The National Council for Tertiary Education is insisting that the leadership of the National Union of Ghana Students (NUGS) agreed to the implementation of the utility cost sharing policy. The Executive Secretary of the Council, Professor Mahama Duwiejua on the Citi Breakfast Show said although the NUGS President raised some concerns, he agreed with the decision. “The NUGS President keeps saying that he never agreed; yes, they did express their concerns at the meeting but at the end of the day, we had a consensus and all agreed that this was the way forward,” he recalled. NUGS has warned that it will resist any attempt by government to introduce the new policy which will make it mandatory for all tertiary students to pay utility bills. The Education Ministry which is pushing the agenda says government has over the years been saddled with debt to utility providers which in some instances led to the cutting of services to some tertiary institutions. The National President of NUGS, Prosper Dzitse told Citi News, the entire student body in Ghana will mount a strong protest to resist the policy should government go ahead with its implementation. He claimed that during a consultative meeting between all stakeholders including student leaders, NUGS made it categorically clear that the policy will financially burden students therefore his outfit would to resist any attempt by any authority or by government to enforce it. “Students of this country are already suffering and bearing so much cost and they are therefore not ready to take care of any of those costs they are talking about,” he remarked. “At the end of the day, we do not want to see anything on the bill of students as utilities,” he warned. 

Dzitse pointed out that since the stakeholder meeting on March 25, no official document has been released “for us to go through to make the necessary consultation as agreed on.” But Prof Duwiejua argued that at the stakeholder meeting, the student leaders agreed to the decision to allow students to pay their utility bills.

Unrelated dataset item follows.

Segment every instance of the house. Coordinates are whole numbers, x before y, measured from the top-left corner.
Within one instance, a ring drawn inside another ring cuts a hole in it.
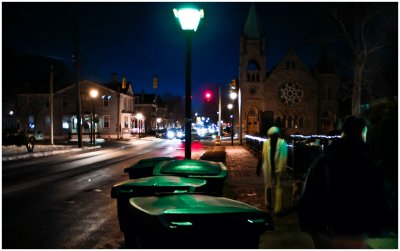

However, there was an agreement that utility bills for school administrations, lecture halls, libraries and laboratories must not be passed on to the students and as a result, “students are to pay for what they only consume in their rooms and this was a fine agreement.” Prof Duwiejua appealed to Ghanaian tertiary students to allow the policy to be implemented “for their own future and the future of tertiary education in Ghana. We have got a reputation in the sub-region…and our certificates are respected wherever we go – these kinds of issues will do quite a lot of damage.” He revealed that the idea of cost sharing of utility bills was accepted in 1997 “but now is the implementation stage and there are difficulties which is what they should concern themselves with.” The cost sharing will include all tertiary institutions and teacher training institutions and once the principle is accepted, the management of the various institutions will have to figure out mechanisms to implement it.